I'm writing this as a separate answer rather than just a comment because I disagree with Luc Touraille's answer, not on the grounds of legality but for robust software and the danger of misinterpretation.
Specifically, I have an issue with the implied contract of what you expect users of your interface to have to know.
If you are returning or accepting reference types, then you are just saying they can pass through a pointer or reference which they may in turn have known only through a forward declaration.
When you are returning an incomplete type X f2();
then you are saying your caller must have the full type specification of X. They need it in order to create the LHS or temporary object at the call site.
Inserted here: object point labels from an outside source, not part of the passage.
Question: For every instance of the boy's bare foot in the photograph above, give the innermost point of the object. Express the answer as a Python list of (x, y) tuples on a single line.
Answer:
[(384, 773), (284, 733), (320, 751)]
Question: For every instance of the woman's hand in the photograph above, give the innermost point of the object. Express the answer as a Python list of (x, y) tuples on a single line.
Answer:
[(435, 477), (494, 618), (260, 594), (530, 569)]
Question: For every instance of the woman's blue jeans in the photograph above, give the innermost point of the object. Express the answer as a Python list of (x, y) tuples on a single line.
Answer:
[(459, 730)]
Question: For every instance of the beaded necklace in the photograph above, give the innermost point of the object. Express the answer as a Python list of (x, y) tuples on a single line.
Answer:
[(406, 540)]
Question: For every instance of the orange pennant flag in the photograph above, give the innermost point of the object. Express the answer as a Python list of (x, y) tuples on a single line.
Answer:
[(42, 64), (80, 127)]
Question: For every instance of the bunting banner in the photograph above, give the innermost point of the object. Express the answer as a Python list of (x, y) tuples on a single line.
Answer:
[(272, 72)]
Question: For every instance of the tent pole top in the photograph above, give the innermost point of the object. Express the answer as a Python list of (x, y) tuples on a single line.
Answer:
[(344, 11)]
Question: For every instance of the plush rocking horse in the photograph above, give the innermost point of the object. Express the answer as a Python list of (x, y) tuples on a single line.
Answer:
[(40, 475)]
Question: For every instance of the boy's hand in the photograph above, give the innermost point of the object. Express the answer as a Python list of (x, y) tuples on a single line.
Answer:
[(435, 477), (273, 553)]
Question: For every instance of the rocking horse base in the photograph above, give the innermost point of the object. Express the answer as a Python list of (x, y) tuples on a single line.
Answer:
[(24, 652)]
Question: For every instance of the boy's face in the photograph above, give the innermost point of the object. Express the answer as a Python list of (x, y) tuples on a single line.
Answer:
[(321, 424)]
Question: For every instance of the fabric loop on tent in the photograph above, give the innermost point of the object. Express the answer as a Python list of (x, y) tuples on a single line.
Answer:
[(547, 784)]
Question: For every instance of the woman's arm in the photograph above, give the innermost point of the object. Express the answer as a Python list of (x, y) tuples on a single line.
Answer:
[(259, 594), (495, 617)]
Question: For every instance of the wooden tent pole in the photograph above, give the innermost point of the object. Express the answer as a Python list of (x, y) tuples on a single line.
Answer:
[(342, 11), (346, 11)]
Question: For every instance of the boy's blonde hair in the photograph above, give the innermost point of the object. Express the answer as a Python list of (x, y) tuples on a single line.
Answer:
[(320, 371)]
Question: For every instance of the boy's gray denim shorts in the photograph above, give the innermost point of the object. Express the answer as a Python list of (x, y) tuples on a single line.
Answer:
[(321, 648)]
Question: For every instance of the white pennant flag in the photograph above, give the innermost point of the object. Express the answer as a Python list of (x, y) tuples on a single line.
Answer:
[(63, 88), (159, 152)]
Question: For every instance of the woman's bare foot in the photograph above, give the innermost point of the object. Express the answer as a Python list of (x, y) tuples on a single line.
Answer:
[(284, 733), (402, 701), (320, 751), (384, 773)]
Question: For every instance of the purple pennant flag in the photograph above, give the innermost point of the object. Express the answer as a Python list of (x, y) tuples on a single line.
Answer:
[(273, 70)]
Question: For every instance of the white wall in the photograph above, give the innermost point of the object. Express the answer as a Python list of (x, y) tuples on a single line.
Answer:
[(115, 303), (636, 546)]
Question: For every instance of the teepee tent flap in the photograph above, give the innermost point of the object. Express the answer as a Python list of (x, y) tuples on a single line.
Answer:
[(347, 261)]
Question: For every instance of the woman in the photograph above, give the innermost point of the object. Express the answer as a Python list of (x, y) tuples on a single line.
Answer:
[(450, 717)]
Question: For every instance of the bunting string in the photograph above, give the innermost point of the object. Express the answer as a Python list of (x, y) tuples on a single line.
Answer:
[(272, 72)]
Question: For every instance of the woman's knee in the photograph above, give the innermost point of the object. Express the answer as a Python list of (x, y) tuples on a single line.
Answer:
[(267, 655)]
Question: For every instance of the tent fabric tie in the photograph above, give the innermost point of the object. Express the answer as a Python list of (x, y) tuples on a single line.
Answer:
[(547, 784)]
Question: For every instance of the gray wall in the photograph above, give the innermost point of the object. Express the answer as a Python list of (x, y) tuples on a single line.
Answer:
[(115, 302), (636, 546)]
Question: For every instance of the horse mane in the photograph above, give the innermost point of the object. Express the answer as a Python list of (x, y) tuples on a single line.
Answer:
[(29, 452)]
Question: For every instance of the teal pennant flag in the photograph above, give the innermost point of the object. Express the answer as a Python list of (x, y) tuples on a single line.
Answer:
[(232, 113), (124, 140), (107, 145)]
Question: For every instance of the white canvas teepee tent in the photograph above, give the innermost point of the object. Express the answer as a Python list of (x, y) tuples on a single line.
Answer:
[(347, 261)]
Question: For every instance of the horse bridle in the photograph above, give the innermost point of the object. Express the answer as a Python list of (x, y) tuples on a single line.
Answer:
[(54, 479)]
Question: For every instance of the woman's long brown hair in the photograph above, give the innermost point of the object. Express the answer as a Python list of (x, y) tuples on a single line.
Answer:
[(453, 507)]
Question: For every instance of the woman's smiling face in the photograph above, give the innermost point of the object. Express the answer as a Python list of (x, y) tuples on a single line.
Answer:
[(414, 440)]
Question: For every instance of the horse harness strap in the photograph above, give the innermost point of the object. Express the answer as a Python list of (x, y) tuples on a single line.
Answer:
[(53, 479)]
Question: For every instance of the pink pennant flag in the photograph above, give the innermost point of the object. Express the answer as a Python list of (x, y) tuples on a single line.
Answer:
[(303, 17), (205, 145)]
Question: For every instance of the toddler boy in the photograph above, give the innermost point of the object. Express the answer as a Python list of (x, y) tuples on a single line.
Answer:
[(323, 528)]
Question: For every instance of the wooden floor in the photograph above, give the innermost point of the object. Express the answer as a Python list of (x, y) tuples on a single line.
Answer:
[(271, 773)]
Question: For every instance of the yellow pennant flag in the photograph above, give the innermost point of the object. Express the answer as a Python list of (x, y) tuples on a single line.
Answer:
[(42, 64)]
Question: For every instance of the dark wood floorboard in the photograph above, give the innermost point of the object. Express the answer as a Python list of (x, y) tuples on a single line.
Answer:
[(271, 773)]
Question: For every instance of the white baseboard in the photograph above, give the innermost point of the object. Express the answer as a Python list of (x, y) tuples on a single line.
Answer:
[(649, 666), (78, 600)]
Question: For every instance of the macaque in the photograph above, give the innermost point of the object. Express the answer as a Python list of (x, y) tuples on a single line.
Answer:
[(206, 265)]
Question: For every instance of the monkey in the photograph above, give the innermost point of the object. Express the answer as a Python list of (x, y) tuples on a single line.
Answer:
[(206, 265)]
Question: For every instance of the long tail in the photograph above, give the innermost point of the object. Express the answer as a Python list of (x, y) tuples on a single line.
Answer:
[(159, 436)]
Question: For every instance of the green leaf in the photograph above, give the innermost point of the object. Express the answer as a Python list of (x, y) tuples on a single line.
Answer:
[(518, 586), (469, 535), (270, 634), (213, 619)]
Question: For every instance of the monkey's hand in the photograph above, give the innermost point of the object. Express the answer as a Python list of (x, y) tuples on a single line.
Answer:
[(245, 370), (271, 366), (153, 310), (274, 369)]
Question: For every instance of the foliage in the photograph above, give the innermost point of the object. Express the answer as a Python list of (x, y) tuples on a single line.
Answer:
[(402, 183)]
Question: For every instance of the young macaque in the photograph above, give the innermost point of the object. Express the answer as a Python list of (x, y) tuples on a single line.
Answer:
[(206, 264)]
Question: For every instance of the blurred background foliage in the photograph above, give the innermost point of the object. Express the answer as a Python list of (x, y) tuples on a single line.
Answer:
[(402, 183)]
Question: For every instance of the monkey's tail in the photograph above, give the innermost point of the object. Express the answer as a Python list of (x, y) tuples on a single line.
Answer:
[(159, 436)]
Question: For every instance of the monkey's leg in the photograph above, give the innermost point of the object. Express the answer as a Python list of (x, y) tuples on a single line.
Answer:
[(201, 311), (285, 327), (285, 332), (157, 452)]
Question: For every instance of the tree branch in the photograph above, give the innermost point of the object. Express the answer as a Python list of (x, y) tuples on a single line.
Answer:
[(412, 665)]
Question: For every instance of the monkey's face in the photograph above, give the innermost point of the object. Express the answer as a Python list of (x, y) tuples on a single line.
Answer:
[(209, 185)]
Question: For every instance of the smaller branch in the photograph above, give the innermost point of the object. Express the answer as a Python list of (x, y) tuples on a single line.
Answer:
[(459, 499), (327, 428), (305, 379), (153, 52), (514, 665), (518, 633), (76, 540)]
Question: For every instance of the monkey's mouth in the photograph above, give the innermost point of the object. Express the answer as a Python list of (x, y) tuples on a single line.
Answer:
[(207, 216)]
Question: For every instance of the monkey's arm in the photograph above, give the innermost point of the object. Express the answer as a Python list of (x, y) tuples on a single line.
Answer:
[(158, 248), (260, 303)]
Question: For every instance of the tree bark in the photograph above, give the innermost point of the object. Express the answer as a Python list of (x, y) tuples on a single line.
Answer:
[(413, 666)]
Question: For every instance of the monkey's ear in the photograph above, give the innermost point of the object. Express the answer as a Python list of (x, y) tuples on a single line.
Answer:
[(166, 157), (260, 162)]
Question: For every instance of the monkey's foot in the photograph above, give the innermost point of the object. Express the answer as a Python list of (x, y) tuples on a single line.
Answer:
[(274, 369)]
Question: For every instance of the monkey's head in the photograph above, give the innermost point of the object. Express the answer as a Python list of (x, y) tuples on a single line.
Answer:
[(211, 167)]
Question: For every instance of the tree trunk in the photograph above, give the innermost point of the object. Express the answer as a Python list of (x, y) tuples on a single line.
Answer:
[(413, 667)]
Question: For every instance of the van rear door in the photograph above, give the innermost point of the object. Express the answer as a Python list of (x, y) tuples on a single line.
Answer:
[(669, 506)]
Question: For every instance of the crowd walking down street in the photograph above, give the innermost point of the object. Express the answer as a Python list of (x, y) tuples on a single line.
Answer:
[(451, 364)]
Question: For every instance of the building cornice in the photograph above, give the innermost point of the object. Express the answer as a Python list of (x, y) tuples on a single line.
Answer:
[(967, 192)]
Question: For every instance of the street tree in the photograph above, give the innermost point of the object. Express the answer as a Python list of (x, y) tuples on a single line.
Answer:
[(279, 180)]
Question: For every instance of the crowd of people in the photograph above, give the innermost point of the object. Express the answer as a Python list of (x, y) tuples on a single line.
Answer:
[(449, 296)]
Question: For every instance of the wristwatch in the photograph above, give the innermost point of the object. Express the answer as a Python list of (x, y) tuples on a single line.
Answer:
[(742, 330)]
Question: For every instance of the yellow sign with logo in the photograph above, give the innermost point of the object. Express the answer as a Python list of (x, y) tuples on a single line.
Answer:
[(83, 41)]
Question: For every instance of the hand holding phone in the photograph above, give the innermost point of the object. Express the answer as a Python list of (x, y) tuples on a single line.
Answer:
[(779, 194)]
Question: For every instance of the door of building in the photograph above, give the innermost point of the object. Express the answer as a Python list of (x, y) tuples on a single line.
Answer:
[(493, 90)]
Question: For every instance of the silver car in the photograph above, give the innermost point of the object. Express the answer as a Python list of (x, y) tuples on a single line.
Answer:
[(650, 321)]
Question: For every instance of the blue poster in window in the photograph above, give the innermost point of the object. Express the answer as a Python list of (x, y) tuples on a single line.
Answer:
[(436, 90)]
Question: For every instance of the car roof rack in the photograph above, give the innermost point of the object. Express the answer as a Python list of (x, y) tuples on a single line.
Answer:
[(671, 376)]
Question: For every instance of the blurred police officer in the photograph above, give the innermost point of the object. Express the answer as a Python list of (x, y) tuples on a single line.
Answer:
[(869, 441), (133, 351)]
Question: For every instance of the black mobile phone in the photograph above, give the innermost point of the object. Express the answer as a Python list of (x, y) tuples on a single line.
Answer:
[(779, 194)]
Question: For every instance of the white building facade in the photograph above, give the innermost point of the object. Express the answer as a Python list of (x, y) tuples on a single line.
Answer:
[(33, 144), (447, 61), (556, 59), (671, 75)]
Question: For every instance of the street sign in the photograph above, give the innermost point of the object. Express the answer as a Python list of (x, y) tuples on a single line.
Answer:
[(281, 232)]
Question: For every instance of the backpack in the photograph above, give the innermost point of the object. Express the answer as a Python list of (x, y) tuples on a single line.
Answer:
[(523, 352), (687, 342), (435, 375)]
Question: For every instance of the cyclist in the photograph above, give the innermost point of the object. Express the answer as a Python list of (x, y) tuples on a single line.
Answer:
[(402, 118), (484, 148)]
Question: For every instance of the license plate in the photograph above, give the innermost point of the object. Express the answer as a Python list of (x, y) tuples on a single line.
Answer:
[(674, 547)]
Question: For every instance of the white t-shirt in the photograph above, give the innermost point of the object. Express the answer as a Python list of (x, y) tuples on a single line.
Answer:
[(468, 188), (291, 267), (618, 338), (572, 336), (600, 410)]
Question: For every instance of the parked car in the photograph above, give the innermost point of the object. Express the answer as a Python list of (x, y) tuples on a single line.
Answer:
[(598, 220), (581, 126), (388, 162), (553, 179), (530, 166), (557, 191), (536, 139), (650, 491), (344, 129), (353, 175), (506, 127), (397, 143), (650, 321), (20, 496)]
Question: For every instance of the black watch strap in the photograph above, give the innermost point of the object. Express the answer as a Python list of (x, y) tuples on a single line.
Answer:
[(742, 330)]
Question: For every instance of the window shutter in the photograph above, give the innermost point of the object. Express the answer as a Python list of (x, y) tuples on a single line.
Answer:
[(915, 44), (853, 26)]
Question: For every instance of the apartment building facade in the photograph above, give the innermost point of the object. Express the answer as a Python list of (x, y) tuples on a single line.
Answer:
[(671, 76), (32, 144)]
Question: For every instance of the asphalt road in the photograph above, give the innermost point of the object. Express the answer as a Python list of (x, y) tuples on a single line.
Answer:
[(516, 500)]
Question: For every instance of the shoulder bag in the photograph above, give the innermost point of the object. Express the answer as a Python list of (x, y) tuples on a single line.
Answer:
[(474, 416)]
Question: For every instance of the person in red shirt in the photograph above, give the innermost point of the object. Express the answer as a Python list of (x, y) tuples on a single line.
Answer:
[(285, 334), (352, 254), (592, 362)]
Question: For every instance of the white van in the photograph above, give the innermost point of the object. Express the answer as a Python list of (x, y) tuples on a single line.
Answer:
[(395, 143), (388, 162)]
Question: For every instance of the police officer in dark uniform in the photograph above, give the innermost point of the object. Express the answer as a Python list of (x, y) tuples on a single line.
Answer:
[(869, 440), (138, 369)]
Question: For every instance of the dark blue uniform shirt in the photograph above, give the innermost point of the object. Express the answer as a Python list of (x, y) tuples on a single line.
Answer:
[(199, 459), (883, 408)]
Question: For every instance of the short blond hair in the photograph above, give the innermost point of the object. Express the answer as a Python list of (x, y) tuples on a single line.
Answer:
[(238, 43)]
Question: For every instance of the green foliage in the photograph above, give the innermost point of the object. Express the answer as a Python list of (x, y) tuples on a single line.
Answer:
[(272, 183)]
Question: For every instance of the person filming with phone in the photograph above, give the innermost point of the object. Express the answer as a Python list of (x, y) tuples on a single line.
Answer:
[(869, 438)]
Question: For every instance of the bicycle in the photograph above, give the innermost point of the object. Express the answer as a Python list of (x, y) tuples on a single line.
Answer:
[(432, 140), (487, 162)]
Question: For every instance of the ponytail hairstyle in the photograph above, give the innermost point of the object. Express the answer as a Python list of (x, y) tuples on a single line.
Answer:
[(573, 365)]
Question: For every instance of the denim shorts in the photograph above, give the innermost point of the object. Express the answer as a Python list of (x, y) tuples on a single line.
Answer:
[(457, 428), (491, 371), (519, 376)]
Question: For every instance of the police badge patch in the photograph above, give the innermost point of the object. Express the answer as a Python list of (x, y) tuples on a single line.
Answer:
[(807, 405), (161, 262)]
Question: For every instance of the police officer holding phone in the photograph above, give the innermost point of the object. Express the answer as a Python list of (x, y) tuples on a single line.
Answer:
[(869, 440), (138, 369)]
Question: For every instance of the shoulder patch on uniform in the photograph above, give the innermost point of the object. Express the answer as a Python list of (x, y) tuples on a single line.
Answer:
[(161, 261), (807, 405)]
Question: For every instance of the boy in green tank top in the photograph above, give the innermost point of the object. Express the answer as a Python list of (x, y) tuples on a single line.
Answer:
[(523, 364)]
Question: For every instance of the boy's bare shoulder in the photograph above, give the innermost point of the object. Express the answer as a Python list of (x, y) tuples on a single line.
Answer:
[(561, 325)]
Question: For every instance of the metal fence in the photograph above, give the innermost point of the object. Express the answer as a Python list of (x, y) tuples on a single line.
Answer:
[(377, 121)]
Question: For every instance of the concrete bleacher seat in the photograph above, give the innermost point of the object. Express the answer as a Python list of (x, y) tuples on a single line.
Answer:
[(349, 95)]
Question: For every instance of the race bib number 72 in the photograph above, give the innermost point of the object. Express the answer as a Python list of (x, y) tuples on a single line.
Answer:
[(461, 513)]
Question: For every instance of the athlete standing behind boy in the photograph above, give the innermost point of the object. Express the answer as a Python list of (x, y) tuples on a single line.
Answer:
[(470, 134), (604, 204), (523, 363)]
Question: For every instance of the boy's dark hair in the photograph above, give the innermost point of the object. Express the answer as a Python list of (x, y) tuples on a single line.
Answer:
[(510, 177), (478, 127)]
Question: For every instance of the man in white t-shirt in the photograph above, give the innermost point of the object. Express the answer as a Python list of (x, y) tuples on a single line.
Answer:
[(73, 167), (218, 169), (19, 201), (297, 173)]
Similarly, if you accept an incomplete type, the caller has to have constructed the object which is the parameter. Even if that object was returned as another incomplete type from a function, the call site needs the full declaration. i.e.:
class X; // forward for two legal declarations
X returnsX();
void XAcceptor(X);
XAcepptor( returnsX() ); // X declaration needs to be known here
I think there's an important principle that a header should supply enough information to use it without a dependency requiring other headers. That means header should be able to be included in a compilation unit without causing a compiler error when you use any functions it declares.
Except
If this external dependency is desired behaviour. Instead of using conditional compilation you could have a well-documented requirement for them to supply their own header declaring X. This is an alternative to using #ifdefs and can be a useful way to introduce mocks or other variants.
The important distinction being some template techniques where you are explicitly NOT expected to instantiate them, mentioned just so someone doesn't get snarky with me.